For 18 years prior to 2019, the Post Office did not disclose any error log data, documents which are routinely maintained and kept for any computer system of any size and complexity. Existing disclosure arrangements in legal proceedings do not work effectively for computer software, and this amendment concerning the electronic evidence produced by or derived from a computer system seeks to address this issue. The Post Office Horizon IT inquiry finished hearing evidence yesterday, having catalogued a human tragedy of unparalleled scale, one of the most widespread miscarriages of justice in the UK. Whether it is by means of this amendment or otherwise, wrongful prosecutions on the basis that computers always operate properly cannot continue any longer.
My Lords, if I may just interject, I have seen this happen not just in the Horizon scandal. Several years ago, the banks were saying that you could not possibly find out someone’s PIN and were therefore refusing to refund people who had had stuff stolen from them. It was not until the late Professor Ross Anderson, of the computer science department at Cambridge University, proved that they had been deliberately misidentifying to the courts which counter they should have been looking at, as to what was being read, and explained exactly how you could get the thing to default back to a different set of counters, that the banks eventually had to give way. But they went on lying to the courts for a long time. I am afraid that this is something that keeps happening again and again, and an amendment like this is essential for future justice for innocent people.
My Lords, it is a pity that this debate is taking place so late. I thank the noble Lord, Lord Arbuthnot, for his kind remarks, but my work ethic feels under considerable pressure at this time of night.

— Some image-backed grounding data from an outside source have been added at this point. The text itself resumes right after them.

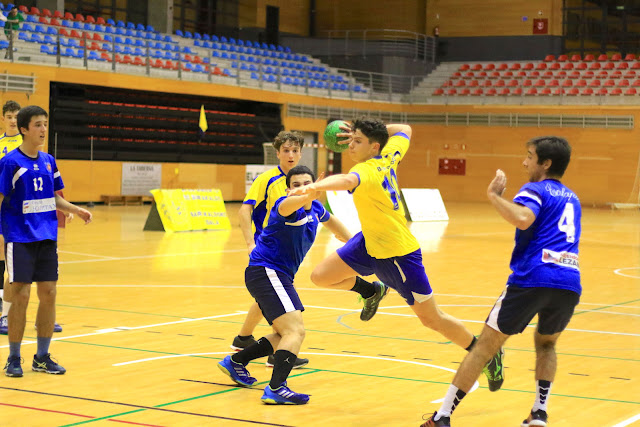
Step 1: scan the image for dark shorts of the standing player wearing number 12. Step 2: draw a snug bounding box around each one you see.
[4,240,58,283]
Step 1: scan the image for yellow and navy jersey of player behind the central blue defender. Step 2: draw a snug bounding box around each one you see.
[242,166,287,240]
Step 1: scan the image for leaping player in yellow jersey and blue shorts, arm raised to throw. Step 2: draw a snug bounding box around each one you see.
[289,118,504,391]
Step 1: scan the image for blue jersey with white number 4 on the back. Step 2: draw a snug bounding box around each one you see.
[508,179,582,294]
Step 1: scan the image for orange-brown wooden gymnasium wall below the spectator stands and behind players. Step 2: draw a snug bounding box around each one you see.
[1,64,640,205]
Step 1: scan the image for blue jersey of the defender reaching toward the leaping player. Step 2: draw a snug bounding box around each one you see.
[249,197,330,281]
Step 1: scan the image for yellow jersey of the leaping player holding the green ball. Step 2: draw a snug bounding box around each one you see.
[349,133,420,259]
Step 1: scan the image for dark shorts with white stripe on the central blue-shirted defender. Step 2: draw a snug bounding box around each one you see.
[244,265,304,325]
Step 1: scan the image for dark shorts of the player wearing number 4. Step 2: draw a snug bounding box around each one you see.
[486,285,580,335]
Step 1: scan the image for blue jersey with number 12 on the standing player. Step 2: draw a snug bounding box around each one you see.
[0,149,64,243]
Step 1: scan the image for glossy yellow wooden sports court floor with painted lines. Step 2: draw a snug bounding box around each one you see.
[0,203,640,427]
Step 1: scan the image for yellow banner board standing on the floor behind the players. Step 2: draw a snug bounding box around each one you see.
[151,189,231,231]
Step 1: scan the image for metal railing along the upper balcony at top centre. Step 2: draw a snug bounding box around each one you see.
[323,29,437,63]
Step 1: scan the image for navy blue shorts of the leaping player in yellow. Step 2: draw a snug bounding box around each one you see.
[337,232,433,305]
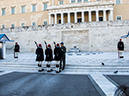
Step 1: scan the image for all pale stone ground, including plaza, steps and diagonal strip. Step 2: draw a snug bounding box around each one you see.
[0,52,129,96]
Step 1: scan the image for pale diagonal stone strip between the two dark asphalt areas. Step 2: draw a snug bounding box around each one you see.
[90,74,116,96]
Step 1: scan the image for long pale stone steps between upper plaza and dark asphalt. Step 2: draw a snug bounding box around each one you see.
[0,64,129,72]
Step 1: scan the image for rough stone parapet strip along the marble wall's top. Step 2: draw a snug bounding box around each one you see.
[0,20,129,33]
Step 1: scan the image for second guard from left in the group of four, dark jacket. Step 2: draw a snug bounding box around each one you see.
[45,44,53,72]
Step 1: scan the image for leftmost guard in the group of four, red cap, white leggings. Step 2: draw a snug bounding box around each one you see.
[36,44,44,72]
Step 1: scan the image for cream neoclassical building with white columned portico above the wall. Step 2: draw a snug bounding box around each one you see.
[0,0,129,28]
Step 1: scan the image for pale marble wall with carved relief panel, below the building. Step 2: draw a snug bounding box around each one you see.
[0,20,129,52]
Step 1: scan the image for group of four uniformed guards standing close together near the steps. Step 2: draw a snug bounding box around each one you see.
[36,42,66,73]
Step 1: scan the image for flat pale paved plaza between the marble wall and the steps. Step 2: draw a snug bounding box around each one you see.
[0,52,129,66]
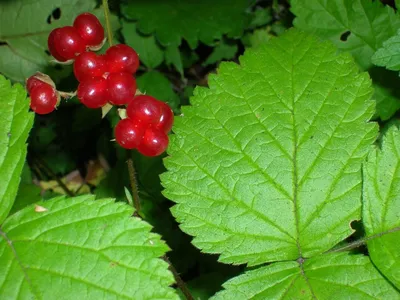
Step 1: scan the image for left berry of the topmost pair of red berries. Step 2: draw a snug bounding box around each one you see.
[48,26,86,61]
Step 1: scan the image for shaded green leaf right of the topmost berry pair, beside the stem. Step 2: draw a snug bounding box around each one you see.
[122,21,164,68]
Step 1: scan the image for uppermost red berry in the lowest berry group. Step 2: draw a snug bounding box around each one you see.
[126,95,162,126]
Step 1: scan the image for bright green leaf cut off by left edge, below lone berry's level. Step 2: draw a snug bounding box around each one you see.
[0,75,34,224]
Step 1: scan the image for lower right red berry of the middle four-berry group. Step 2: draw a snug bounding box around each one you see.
[107,72,136,105]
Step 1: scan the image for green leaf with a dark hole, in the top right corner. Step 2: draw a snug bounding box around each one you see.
[291,0,400,70]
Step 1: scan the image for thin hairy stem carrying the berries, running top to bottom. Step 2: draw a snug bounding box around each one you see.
[102,0,194,300]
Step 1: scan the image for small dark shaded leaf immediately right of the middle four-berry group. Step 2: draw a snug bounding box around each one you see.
[136,71,179,110]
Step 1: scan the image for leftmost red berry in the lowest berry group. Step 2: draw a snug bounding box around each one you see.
[115,118,145,149]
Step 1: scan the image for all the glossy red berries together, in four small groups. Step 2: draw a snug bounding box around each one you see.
[26,13,174,156]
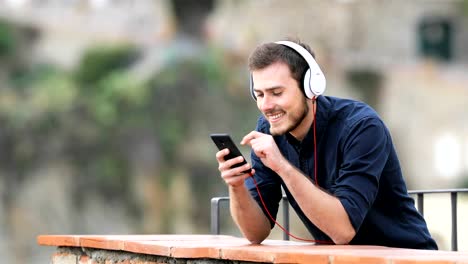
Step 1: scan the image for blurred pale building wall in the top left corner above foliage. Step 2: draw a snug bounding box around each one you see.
[0,0,175,66]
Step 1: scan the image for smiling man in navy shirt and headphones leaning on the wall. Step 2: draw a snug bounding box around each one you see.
[216,41,437,249]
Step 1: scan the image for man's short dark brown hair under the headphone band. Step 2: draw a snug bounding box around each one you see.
[249,39,315,88]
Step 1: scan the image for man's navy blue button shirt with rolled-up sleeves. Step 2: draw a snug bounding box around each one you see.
[246,96,437,249]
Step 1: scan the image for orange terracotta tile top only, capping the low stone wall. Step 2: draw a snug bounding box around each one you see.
[37,235,468,264]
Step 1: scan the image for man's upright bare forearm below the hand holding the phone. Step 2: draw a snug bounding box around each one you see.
[229,185,271,244]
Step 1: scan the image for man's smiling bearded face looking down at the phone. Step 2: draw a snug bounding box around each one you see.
[252,62,309,135]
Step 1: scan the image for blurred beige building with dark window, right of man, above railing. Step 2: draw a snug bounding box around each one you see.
[209,0,468,188]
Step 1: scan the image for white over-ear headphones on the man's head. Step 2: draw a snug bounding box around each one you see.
[250,41,326,100]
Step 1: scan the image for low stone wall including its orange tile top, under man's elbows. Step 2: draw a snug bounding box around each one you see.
[38,235,468,264]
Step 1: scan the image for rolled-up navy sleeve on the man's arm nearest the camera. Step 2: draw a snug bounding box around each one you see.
[333,118,391,231]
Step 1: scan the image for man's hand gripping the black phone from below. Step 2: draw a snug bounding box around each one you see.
[216,148,255,187]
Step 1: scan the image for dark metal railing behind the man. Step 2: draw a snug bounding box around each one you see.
[210,189,468,251]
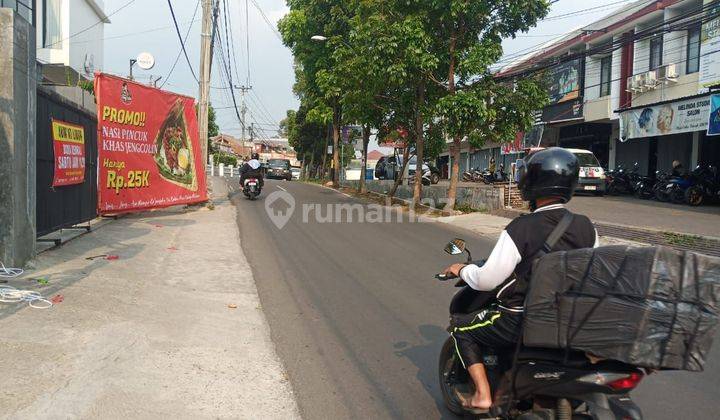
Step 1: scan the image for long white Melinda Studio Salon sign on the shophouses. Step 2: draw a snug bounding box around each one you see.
[620,96,710,141]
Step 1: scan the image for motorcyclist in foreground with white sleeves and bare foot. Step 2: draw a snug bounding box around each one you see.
[445,147,598,412]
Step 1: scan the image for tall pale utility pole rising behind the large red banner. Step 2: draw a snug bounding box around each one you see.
[198,0,212,168]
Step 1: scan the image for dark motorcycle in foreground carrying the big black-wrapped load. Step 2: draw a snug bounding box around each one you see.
[435,239,645,420]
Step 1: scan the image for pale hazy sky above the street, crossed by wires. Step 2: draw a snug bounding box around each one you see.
[103,0,631,143]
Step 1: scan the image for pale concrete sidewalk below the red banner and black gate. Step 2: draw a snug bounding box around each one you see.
[0,178,299,419]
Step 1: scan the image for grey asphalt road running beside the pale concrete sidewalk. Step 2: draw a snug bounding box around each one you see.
[233,181,720,419]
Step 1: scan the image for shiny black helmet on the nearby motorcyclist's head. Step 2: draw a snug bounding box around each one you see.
[518,147,580,203]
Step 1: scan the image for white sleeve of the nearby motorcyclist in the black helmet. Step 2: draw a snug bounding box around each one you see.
[460,230,522,291]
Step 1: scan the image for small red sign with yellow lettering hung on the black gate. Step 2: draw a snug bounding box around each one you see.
[50,119,85,187]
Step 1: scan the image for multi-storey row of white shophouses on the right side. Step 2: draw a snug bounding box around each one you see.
[478,0,720,175]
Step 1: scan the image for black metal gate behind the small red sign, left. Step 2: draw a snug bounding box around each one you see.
[35,87,97,237]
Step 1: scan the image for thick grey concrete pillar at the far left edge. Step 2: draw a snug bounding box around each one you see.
[0,8,37,267]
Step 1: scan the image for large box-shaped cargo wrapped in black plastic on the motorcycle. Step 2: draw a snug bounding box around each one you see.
[524,246,720,371]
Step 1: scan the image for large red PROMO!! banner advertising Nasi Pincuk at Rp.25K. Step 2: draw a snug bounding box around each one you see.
[95,73,207,214]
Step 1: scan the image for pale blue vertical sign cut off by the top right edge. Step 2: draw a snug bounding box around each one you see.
[699,0,720,93]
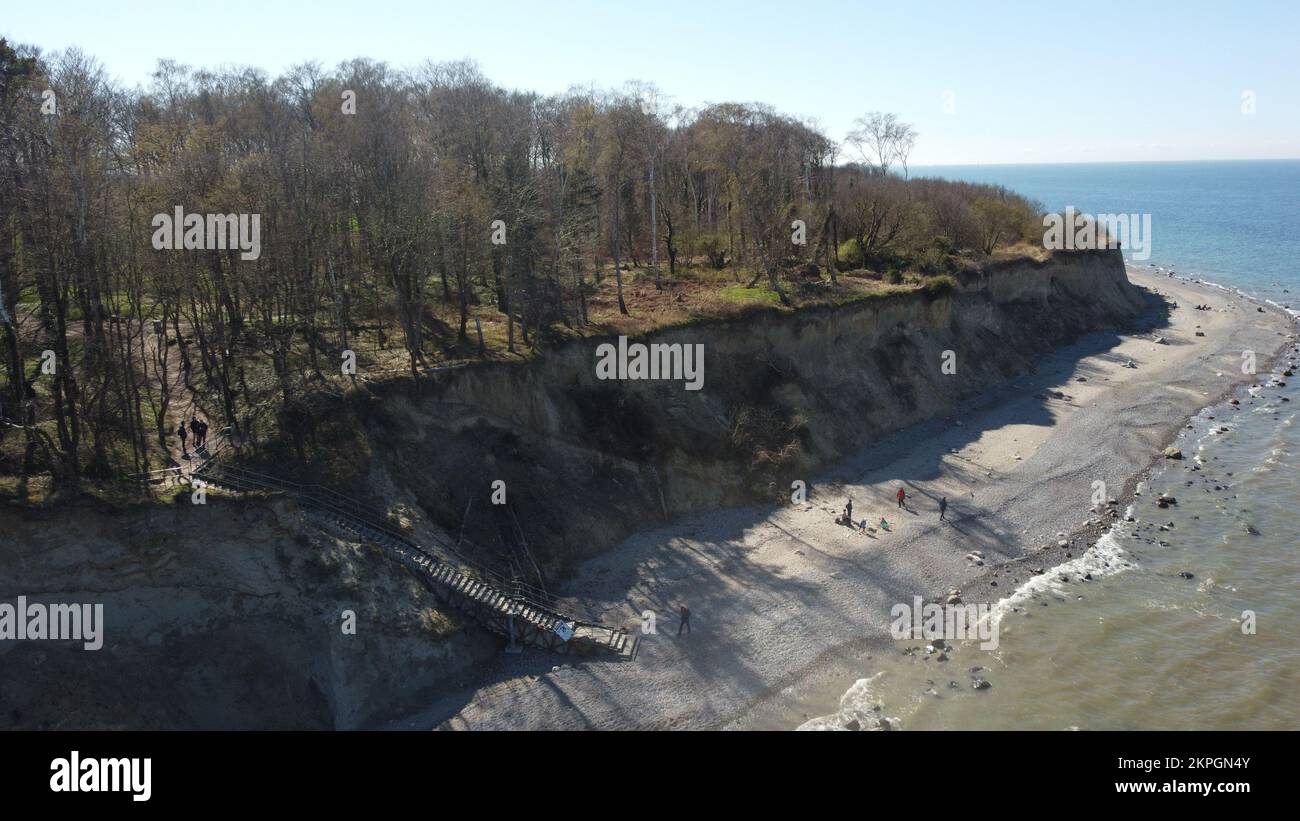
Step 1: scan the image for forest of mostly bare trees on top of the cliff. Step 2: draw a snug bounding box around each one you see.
[0,40,1041,499]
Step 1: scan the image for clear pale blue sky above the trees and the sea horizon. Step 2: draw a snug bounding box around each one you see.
[0,0,1300,165]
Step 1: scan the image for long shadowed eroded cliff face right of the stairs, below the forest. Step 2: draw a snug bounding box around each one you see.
[363,251,1148,578]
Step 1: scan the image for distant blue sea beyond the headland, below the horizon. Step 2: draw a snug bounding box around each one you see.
[913,160,1300,308]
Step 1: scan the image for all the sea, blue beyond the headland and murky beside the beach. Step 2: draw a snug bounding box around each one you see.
[785,160,1300,730]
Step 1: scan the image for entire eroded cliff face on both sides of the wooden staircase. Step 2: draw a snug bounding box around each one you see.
[0,252,1149,727]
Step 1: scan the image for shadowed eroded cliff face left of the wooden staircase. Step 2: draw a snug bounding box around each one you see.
[0,494,498,729]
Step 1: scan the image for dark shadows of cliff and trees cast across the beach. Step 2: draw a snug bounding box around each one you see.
[424,285,1171,729]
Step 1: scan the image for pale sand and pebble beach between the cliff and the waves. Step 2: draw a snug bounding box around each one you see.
[400,269,1295,729]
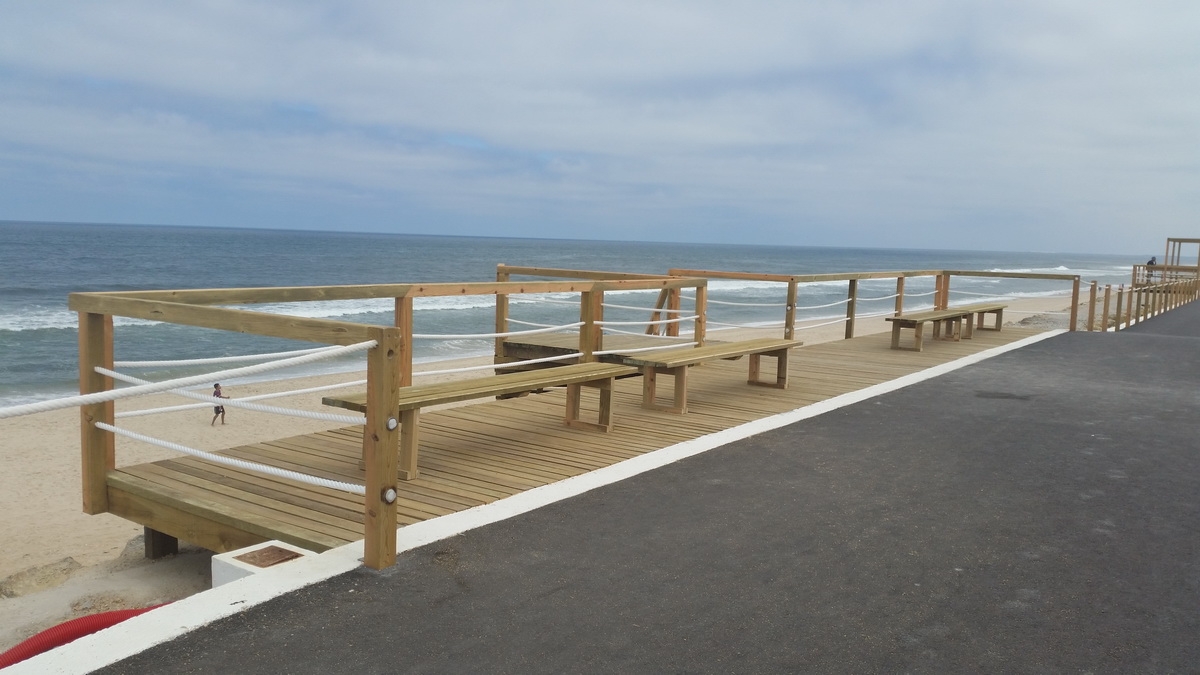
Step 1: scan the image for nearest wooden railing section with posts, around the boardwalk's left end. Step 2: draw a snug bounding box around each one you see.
[68,275,706,569]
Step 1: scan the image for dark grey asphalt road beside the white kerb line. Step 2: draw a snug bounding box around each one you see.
[101,304,1200,674]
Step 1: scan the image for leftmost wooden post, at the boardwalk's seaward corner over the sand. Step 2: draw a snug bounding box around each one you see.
[79,312,116,514]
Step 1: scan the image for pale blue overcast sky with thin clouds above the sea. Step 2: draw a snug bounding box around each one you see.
[0,0,1200,255]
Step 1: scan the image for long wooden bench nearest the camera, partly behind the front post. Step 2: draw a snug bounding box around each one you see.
[322,363,637,480]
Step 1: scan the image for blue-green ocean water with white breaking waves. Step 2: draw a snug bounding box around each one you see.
[0,221,1137,406]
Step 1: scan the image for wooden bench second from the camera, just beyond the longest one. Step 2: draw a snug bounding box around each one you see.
[620,338,804,414]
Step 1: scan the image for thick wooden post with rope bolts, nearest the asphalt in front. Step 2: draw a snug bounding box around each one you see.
[362,328,403,569]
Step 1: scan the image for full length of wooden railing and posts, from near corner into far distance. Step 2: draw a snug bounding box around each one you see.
[68,265,1200,568]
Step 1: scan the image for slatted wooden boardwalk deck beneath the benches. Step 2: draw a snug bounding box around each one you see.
[107,325,1038,551]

All I will say is that this is a much better amendment than the one that the noble Baroness, Lady Kidron, put forward for the Data Protection and Digital Information Bill, and I very strongly support it. Not only is this horrifying in the context of the past Horizon cases, but I read a report about the Capture software, which is likely to have created shortfalls that led to sub-postmasters being prosecuted as well. This is an ongoing issue. The Criminal Cases Review Commission is reviewing five Post Office convictions in which the Capture IT system could be a factor, so we cannot say that this is about just Horizon, as there are the many other cases that the noble Baroness cited.
We need to change this common law presumption even more in the face of a world in which AI use, with all its flaws and hallucinations, is becoming ever present, and we need to do it urgently.